Kami mahasiswa UGM saat itu dari semua fakultas berjalan kaki dari Bulaksumur menuju alun-alun utara. Sepanjang jalan masyarakat Yogyakarta menyediakan makanan dan minuman gratis untuk semua peserta aksi damai Pisowanan Agung. Pisowanan Agung diakhiri dengan Maklumat Sri Sultan Hamengku Buwono X dan Paku Alam VIII yang mendukung gerakan reformasi.
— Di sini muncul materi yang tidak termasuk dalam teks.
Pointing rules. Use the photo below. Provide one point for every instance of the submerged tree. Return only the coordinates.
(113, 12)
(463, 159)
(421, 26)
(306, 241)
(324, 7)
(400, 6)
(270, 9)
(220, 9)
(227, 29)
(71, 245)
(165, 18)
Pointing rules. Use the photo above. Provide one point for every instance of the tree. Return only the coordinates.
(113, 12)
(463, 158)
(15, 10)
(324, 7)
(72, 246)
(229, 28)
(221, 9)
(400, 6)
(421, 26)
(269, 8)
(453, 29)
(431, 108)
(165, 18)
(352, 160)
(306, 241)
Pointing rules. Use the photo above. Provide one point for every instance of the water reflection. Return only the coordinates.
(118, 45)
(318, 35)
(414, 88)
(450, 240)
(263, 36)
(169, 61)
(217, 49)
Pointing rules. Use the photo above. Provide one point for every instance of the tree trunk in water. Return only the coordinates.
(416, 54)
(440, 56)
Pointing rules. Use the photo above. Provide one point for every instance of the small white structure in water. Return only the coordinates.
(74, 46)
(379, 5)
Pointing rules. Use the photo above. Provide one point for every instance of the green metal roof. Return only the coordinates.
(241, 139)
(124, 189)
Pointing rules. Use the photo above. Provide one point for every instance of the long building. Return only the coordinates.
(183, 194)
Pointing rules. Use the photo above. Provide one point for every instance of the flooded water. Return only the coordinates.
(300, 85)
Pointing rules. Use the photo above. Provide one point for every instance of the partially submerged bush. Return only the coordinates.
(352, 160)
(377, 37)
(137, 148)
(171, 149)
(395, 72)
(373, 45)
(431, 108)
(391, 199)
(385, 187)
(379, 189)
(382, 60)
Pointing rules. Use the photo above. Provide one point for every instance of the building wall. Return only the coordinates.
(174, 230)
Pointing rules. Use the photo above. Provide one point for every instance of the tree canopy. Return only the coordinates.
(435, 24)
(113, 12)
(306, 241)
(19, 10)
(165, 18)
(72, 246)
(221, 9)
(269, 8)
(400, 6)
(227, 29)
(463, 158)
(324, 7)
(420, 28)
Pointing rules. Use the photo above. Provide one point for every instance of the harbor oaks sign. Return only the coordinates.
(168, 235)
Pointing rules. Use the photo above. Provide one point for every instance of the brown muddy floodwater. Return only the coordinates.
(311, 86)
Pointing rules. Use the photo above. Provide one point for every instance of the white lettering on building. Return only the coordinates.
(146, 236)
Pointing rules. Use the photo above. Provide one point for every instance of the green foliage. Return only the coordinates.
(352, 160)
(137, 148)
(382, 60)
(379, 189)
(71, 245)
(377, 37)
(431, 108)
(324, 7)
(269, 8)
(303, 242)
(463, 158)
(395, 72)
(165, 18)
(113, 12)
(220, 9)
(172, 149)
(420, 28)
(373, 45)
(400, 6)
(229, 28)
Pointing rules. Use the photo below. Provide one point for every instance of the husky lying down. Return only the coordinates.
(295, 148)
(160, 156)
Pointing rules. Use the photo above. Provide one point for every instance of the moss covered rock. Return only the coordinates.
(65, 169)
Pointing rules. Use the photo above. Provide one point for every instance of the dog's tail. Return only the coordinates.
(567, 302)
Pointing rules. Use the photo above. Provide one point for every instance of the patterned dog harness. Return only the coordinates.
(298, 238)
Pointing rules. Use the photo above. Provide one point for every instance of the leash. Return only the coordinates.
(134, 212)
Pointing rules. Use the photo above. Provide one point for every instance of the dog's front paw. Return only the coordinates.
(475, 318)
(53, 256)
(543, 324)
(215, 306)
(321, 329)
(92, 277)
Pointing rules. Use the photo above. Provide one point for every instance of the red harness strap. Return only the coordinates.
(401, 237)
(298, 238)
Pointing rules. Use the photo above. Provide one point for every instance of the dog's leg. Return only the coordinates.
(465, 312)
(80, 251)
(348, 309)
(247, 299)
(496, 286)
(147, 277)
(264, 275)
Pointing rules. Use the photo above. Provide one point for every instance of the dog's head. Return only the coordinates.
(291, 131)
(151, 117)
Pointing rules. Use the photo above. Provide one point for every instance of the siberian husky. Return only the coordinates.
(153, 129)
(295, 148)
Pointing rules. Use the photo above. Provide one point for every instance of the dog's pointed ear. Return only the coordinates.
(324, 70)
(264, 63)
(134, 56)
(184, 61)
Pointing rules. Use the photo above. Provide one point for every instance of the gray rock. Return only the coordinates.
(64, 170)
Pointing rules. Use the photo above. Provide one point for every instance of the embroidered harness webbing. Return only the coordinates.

Agenda reformasi yang menjadi tuntutan para mahasiswa mencakup beberapa tuntutan, seperti:
- Adili Soeharto dan kroni-kroninya,
- Laksanakan amandemen UUD 1945,
- Hapuskan Dwi Fungsi ABRI,
- Pelaksanaan otonomi daerah yang seluas-luasnya,
- Tegakkan supremasi hukum,
- Ciptakan pemerintahan yang bersih dari KKN
Dari semua agenda reformasi tersebut sebenarnya yang paling menjadi ruhnya adalah melengserkan rezim Soeharto yang saat itu dianggap sebagai musuh utamanya.
Tanggal 21 Mei 1998, presiden Soeharto memutuskan mundur dari jabatannya dan seketika pula BJ Habibie diambil sumpahnya sebagai presiden Republik Indonesia. Mulailah dimulainya era baru dalam demokrasi Indonesia yaitu orde reformasi.
Nasib Orde Reformasi
Perjalanan reformasi telah 20 tahun lamanya sejak mundurnya Soeharto sebagai presiden pada tanggal 21 Mei 1998. Beberapa agenda telah tercapai seperti turunnya Soeharto, dihapusnya Dwi fungsi ABRI dan adanya otonomi daerah.Â
Namun agenda besar untuk membawa Indonesia menuju lebih baik dalam hal kesejahteraan dan pengentasan kemiskinan menjadi hal yang pantas untuk dikritisi bersama.
Tumbangnya Soeharto sebagai musuh bersama tidak lantas digantikan dengan kemiskinan, keterbelakangan dan kebodohan sebagai musuh bersama. Pelaku reformasi telah berhasil menumbangkan rezim namun masih gagal mengangkat kesejahteraan rakyat sebagi suatu tujuan bersama.
Keran demokrasi yang tiba-tiba terbuka setelah 32 tahun dikekang ditandai dengan lahirnya puluhan partai politik, bandingkan dengan sebelumnya yang cuma tiga yaitu PPP, PDI dan Golongan Karya.Â
Para pelaku reformasi pun berbondong-bondong masuk ke dalam partai politik, paling jelek sebagi simpatisan. Mungkin tujuan awalnya mulia untuk tetap membawa agenda reformasi dalam salah satu pilar Trias politica, namun saat masuk dalam partai politik banyak di antaranya yang mengalami kegagalan.
Kegagalan mewujudkan agenda reformasi secara menyeluruh, karena kemudian para pelaku reformasi menjadi para politisi yang cenderung memikirkan diri dan kelompoknya sendiri. Rasa-rasanya kegagalan menemukan musuh bersama layaknya tahun 1998 telah turut menghantarkan partai politik yang kemudian mengaku reformis gagal dalam menawarkan ide-idenya.